Your 20s is an exciting time. It’s when you graduate college and secure your first real job; and for many young adults, it’s also a time to think about a home purchase. Unfortunately, tapping the American dream is harder than some people realize.

Mortgage requirements constantly evolve, and after the most recent mortgage meltdown, lenders have tightened the belt, making it harder for some to get a home loan. This doesn’t mean you can’t qualify for a mortgage in your 20s, but it will take advanced preparation.

1.Pay rent while waiting to buy

Managing a mortgage is a huge responsibility. If you didn’t live on your own prior to buying a home, transitioning from your parents’ house to a mortgage can be challenging.

You’re not only responsible for the mortgage payment, but also the costs of home repairs and maintenance. There’s no rule saying you have to be a renter before you can become an owner. But for a smoother transition, consider renting before buying.
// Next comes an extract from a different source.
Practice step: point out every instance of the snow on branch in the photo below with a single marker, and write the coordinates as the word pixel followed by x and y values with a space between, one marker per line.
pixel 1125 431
This way, you can get accustomed to paying rent and managing household expenses. Options include renting an apartment with a roommate, or if you live at home, pay your parents rent.

2. Live at home for as long as you can

You don’t need a massive bank account to purchase a home. Many loan programs allow as little as 3.5% to 5% down. The problem with a low down mortgage is that you’re required to pay mortgage insurance, which can cost hundreds every month. Bu if you’re able to live at home a little longer while working full time, there’s an opportunity to not only pay down costly student loan debt, but also save a larger down payment.

If you put away at least 20% for a down payment, you can purchase a home without mortgage insurance. Plus a higher down payment limits the amount you need to finance.

3.Don’t get too many credit cards

Applying for a credit card is an excellent way to build your credit history, which is something you need to buy a house. But although credit is important and serves a useful purpose, don’t go overboard with credit cards.

Rather than open multiple credit card accounts, limit yourself to one or two credit cards. Manage the card responsibly by paying off your balances in full every month and never paying your bills late. These habits build a strong credit score, which helps you qualify for a low-rate mortgage.

4.Don’t job hop

Your 20s is a time of self-discovery. You’re growing as an adult, and you’re finding your career path. Sometimes, your first job out of college isn’t a right fit. Changing employers early in your career isn’t the worst decision you can make. But if you’re thinking about buying a house in your 20s, don’t job hop too much. Lenders prefer mortgage applicants who remain with the same employer for at least two years. And if they do switch employers, lenders typically require that they remain in the same field.

5.Take a homebuyer education course

Homebuyer education courses are required by some home loan programs, particularly those with zero down or a low-down payment option. But even if your particular loan doesn’t require homebuyer education, it doesn’t hurt to enroll in a course. Some courses charge a fee, but you can also find free courses online.

This is a valuable tool for preparing for the mortgage process. You’ll learn about different types of financing, ways to improve credit, down payment and closing costs assistance options, plus advice on successfully managing a home loan.